While true, Obama carefully omitted an important facet of the controversial “indefinite detention” legal status for 46 of 166 remaining Gitmo detainees. Should they find themselves suddenly in the U.S., activist judges will line up for jurisdiction either to try or release them, based upon their own personal interpretations of the Constitution.

Thus instead of breaking out of prison, a more realistic scenario is them simply walking out.

He also left out the number of ex-Gitmo detainees who already returned to terrorism, which the director of national intelligence estimated at close to 30 percent, or nearly 200 men.

This includes Abdallah al-Ajmi, a suicide bomber who killed 13 in Mosul, Iraq; Abdullah Gulam Rasoul, the Taliban’s operational leader in southern Afghanistan; Abdullah Mehsud, another Taliban leader who directed a suicide bombing on Pakistan’s minister of the Interior, killing 31; and Abu Sufyan Al-Shihri who became the deputy emir of al Qaeda in the Arabian Peninsula.

In their push to bring Gitmo detainees into the U.S., Reps. Jim Moran (D-Va.) and Adam Smith (D-Wash.) note that 86 of 166 detainees have been “cleared” for release by the Obama administration.

So who are these mysterious 86?

Fifty-six are Yemenis, including former Osama bin Laden bodyguards, security force leaders and foot soldiers. Unlike in the U.S., Yemen jailbreaks are routine. Others include terror suspects from places where they could be executed if returned home — including Syria, Algeria and China — but due to their affiliation with al Qaeda and already high recidivism rates, are not welcome elsewhere.

Given the high risk that closing Gitmo poses to Americans, what benefits do Obama and his allies in Congress possibly hope to gain?

While they discuss adhering to the “rule of law” and “living by our values,” they ignore the concept that America remains at war and as such has a right — in fact a responsibility — under U.S. and customary international law to hold enemy combatants until the end of hostilities. We wouldn't dream of releasing Nazi prisoners in 1943, thus we should not let al Qaeda and Taliban radicals go free in 2013.

They argue that Gitmo serves as a recruiting tool for terrorists. But al Qaeda’s attacks on the East African U.S. Embassies in 1998, the USS Cole in 2000, and America on Sept. 11, 2001, came well before Gitmo welcomed its first detainees in Jan. 2002.

Congress must act to ensure Americans are protected, as outlined in the Constitution. American lives are at stake, possibly by the tens of thousands, should Gitmo detainees be transferred to U.S. soil without a fail-safe plan.

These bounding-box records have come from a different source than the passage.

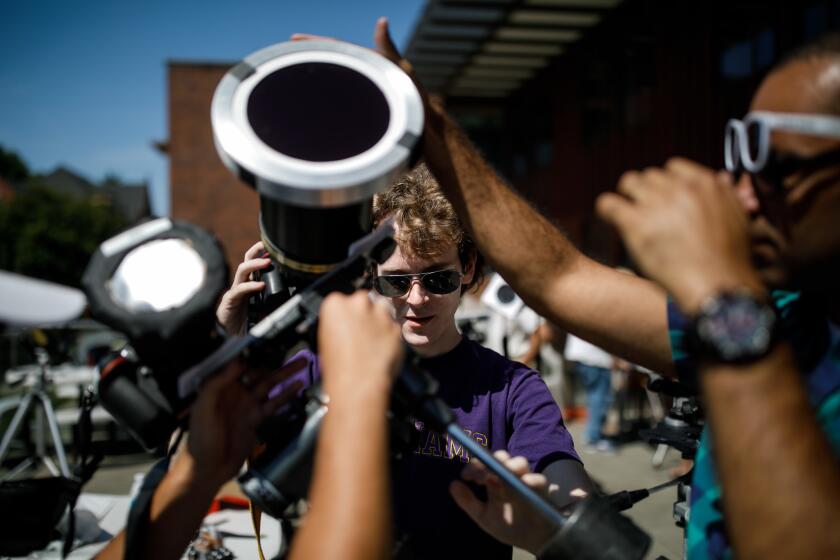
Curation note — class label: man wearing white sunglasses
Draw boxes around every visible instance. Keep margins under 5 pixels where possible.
[354,20,840,558]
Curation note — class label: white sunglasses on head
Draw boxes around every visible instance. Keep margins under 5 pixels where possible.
[723,111,840,173]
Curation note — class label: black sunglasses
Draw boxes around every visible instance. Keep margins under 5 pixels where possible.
[373,270,464,297]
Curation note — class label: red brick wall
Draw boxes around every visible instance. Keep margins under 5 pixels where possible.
[167,62,259,271]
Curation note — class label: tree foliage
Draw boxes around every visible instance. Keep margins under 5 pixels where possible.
[0,177,127,286]
[0,146,29,182]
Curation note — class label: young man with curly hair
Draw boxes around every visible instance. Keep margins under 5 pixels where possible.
[219,165,591,558]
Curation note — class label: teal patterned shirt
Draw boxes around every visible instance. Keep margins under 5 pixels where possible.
[668,291,840,560]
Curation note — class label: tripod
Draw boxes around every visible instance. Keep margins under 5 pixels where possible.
[0,348,71,482]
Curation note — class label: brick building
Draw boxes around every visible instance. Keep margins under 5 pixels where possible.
[159,61,259,269]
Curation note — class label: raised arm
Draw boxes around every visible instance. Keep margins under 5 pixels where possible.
[368,19,672,372]
[291,292,402,560]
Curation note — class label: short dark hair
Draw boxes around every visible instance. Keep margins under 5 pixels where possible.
[770,31,840,115]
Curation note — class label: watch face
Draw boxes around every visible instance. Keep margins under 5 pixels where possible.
[696,294,775,361]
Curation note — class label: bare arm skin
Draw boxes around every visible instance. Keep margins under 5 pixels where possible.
[390,31,673,372]
[97,361,305,560]
[291,292,402,560]
[701,345,840,558]
[292,18,673,373]
[598,159,840,558]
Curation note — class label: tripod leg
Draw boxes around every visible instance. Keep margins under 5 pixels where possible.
[0,393,32,464]
[38,393,70,478]
[0,457,38,482]
[650,443,668,469]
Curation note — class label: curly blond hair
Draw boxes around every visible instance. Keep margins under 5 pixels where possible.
[373,163,483,289]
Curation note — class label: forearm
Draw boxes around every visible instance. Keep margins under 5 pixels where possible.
[291,388,391,560]
[139,453,221,559]
[701,345,840,558]
[424,102,672,372]
[96,453,219,560]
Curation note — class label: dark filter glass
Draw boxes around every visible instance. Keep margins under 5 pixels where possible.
[248,62,391,161]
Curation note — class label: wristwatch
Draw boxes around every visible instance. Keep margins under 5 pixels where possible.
[688,290,776,363]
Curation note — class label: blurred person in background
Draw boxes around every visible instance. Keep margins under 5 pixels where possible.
[342,20,840,558]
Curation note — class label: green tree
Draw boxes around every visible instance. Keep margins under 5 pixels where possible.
[0,177,127,287]
[0,146,29,182]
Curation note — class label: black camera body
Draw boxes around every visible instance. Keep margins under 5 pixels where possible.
[82,218,228,449]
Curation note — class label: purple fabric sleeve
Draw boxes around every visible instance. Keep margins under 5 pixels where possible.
[508,364,580,472]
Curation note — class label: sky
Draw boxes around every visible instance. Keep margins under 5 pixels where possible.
[0,0,425,215]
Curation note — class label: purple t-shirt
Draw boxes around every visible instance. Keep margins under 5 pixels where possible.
[276,338,580,559]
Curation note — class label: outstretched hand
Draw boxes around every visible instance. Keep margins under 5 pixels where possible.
[597,158,763,314]
[216,241,271,335]
[449,451,557,554]
[179,358,306,486]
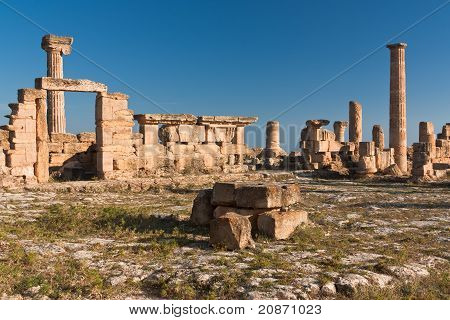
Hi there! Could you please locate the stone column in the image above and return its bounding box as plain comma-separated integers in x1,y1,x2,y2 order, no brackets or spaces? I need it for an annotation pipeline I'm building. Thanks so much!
139,124,159,145
419,121,436,157
34,90,49,183
333,121,348,142
372,124,384,150
348,101,362,143
233,126,245,145
266,121,280,149
387,43,408,173
41,34,73,133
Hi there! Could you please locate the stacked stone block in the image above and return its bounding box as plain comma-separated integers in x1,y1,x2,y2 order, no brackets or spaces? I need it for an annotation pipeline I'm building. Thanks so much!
4,89,46,182
95,92,139,179
300,120,342,169
135,114,257,173
191,182,308,250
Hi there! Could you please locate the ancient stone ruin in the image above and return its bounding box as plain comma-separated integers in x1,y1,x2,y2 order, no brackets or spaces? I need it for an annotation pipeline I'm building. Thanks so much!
191,182,308,250
0,35,450,186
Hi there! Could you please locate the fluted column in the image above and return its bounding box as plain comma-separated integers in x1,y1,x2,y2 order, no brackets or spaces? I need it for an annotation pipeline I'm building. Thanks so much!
387,43,408,173
41,35,73,133
333,121,348,142
266,121,280,149
372,124,384,150
348,101,362,144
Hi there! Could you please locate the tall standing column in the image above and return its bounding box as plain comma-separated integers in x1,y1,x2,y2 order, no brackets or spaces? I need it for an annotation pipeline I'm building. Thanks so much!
333,121,348,142
387,43,408,173
348,101,362,146
41,34,73,133
266,121,280,149
372,124,384,150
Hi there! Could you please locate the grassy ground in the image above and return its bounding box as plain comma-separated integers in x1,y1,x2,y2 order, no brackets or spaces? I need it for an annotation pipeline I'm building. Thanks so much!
0,176,450,299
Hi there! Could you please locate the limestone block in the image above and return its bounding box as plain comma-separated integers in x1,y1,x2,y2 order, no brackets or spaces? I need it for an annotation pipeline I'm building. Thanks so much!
17,88,47,103
257,210,308,240
213,206,273,234
8,101,36,119
97,151,114,178
330,140,342,152
234,183,300,209
212,182,239,207
167,143,194,155
220,143,247,155
312,141,330,152
143,144,166,157
383,163,403,177
35,77,108,92
10,166,34,177
310,152,332,162
48,142,64,153
359,141,375,156
190,189,214,225
358,156,377,174
158,125,180,145
50,133,78,143
49,153,73,166
63,142,92,154
113,157,138,171
77,132,96,143
214,127,236,143
10,131,36,143
194,143,221,155
209,213,255,250
5,150,28,168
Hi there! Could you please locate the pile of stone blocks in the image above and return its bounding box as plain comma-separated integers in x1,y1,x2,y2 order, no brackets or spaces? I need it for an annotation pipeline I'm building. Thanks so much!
2,89,47,182
134,114,257,173
300,120,343,169
95,92,139,179
191,182,308,250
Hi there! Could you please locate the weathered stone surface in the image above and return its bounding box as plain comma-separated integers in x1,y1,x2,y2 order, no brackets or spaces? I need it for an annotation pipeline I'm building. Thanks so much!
383,163,403,177
77,132,96,143
190,189,214,225
50,133,78,143
210,212,255,250
35,77,108,92
387,43,408,173
257,210,308,240
235,183,300,209
348,101,362,146
336,273,369,295
212,182,239,207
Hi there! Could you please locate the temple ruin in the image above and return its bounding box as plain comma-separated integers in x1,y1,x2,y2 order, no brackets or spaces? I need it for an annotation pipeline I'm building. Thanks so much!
0,35,450,186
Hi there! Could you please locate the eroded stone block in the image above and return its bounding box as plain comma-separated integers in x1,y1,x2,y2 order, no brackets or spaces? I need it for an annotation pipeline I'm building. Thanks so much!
257,210,308,240
209,212,255,250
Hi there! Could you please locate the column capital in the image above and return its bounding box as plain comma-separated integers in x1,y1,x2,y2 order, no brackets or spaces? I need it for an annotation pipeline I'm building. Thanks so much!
41,34,73,55
386,42,407,50
333,121,348,128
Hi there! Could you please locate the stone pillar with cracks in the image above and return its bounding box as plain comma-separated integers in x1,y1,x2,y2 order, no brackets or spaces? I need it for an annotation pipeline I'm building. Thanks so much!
41,34,73,133
387,43,408,173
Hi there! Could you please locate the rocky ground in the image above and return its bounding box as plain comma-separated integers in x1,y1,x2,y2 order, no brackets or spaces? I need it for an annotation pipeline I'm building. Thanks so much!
0,173,450,299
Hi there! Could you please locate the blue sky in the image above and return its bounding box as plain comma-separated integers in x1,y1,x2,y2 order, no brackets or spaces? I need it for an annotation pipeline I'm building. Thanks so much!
0,0,450,149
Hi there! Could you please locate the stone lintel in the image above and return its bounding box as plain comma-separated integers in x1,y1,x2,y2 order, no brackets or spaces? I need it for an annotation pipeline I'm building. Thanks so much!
198,116,258,126
306,119,330,128
17,88,47,102
386,42,407,49
134,113,197,125
41,34,73,55
35,77,108,92
334,121,348,128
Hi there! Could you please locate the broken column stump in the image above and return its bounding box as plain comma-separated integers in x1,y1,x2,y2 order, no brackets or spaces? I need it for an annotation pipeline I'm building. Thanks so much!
191,182,308,250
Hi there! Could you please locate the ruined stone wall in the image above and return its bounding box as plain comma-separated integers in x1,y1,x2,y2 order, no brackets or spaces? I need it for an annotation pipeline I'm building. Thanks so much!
135,114,256,174
48,132,97,179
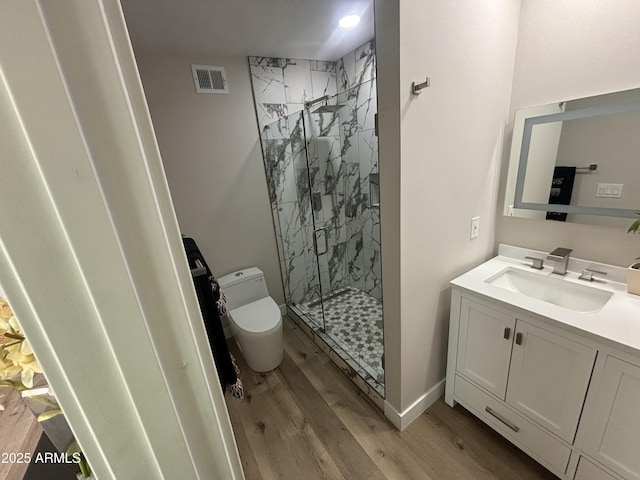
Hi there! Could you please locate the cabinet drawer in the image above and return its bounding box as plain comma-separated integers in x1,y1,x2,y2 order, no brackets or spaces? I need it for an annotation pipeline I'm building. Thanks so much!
454,375,571,475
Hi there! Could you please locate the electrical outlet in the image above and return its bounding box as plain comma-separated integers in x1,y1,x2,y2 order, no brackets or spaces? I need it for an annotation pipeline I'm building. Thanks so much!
471,217,480,238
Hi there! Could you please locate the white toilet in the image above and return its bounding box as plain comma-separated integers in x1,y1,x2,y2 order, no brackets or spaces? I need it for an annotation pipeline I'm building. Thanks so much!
218,267,282,372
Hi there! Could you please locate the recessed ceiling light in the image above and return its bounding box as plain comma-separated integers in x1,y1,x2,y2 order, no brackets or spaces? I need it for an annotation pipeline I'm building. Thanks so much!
338,15,360,28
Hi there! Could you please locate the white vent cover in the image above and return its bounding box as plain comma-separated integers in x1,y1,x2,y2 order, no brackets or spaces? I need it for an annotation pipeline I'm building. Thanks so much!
191,65,229,94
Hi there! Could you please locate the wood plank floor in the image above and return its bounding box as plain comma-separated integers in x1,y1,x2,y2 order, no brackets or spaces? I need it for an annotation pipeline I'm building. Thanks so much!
227,319,557,480
0,388,42,480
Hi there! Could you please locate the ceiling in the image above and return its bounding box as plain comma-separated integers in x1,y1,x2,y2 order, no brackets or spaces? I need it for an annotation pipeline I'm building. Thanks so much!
121,0,374,60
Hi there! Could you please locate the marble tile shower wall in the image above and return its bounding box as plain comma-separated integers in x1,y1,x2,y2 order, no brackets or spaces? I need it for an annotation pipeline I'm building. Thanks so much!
249,42,382,303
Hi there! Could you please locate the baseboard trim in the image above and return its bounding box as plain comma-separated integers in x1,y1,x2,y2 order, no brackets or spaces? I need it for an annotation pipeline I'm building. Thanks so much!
384,378,445,431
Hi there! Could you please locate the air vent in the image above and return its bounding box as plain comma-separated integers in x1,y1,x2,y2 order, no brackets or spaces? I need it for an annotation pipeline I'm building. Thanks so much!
191,65,229,94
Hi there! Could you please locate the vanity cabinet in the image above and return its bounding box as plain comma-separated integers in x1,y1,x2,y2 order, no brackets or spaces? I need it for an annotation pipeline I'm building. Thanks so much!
445,251,640,480
576,355,640,480
574,457,617,480
456,297,596,443
446,289,604,480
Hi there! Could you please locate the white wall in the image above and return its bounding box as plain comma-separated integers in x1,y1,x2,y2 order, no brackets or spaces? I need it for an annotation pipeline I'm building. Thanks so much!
136,52,284,304
376,0,519,420
0,0,244,480
496,0,640,266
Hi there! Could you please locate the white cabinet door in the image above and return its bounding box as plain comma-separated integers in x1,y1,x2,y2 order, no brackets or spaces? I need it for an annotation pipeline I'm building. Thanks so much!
456,298,516,400
574,457,616,480
583,356,640,480
507,319,596,443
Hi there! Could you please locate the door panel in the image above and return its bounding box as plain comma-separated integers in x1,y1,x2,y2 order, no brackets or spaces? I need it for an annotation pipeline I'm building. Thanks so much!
457,298,516,400
584,357,640,480
507,320,596,443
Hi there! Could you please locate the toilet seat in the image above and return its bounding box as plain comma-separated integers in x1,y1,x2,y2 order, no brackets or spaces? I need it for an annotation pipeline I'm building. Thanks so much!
229,297,282,335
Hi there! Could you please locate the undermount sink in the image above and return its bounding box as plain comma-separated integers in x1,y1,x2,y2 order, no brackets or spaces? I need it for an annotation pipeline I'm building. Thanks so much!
485,267,613,313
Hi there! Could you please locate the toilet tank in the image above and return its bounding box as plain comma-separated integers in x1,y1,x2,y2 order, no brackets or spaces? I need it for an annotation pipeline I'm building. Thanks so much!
218,267,269,310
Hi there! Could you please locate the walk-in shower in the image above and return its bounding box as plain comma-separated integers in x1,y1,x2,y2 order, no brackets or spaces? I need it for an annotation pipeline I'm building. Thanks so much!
261,75,384,395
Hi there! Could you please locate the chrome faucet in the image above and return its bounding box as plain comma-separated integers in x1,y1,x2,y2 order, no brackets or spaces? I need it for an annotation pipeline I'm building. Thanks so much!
547,247,573,275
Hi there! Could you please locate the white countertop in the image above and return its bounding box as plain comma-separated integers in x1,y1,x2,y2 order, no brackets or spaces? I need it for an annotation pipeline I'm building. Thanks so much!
451,245,640,354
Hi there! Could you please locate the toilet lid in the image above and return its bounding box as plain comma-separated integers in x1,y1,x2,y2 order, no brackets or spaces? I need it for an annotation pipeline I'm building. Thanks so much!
229,297,281,333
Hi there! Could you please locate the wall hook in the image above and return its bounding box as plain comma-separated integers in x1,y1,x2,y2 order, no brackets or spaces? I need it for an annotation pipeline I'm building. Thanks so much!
411,77,431,95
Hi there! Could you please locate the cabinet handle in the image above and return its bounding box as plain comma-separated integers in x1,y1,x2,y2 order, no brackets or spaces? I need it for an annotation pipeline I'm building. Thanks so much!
484,407,520,433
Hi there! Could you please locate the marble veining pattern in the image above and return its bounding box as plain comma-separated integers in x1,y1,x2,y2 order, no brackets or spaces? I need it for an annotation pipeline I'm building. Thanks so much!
249,42,384,386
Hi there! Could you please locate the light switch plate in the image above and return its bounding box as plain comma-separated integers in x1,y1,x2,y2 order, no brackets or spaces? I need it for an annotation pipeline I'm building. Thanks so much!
596,183,624,198
471,217,480,238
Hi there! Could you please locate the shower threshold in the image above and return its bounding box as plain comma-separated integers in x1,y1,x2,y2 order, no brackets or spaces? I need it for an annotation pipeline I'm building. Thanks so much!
288,287,384,401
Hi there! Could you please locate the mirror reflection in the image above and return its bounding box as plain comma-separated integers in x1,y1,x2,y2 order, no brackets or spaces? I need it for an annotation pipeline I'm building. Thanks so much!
505,89,640,226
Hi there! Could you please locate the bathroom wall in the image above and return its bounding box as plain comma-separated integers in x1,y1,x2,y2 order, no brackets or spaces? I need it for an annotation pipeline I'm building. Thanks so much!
249,42,382,303
136,52,284,304
375,0,519,420
496,0,640,266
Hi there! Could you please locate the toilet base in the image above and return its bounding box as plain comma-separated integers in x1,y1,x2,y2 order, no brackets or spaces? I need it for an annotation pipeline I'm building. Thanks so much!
235,319,283,373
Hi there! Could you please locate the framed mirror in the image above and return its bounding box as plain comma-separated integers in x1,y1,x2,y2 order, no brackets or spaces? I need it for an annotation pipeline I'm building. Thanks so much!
504,88,640,225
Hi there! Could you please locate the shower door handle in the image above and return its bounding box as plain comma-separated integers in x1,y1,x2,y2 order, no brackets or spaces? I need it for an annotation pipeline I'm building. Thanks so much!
313,228,329,256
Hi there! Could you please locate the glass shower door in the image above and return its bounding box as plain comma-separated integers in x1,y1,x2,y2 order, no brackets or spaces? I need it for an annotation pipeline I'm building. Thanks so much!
262,111,327,331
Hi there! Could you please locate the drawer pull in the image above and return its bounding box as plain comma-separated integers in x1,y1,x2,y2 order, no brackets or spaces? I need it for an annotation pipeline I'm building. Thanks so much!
484,407,520,433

In devising a Plan B for what comes after Gitmo, we must realize that America cannot survive fighting a 21st century war with a 20th century mentality. While we should protect our values and civil liberties, we must also balance them with appropriate security measures, mindful of enemy capabilities.

In an era when just 19 people can kill 3,000 in a few hours with physical force, let alone fewer can kill tens of thousands with nuclear, chemical and biological weapons, we need a paradigm shift to better protect ourselves not just on the battlefield, but in cyberspace, in our legal system and in the battle of ideas.

Though not optimal, until we have tougher laws against terrorism, including the indefinite detention of foreign enemy combatants regardless of location, and/or radical Islam no longer poses a security threat, Gitmo remains our best option.

J.D. Gordon is a retired Navy commander and former Pentagon spokesman who served in the Office of the Secretary of Defense from 2005-2009. He is a senior communications adviser to several think tanks in Washington, D.C.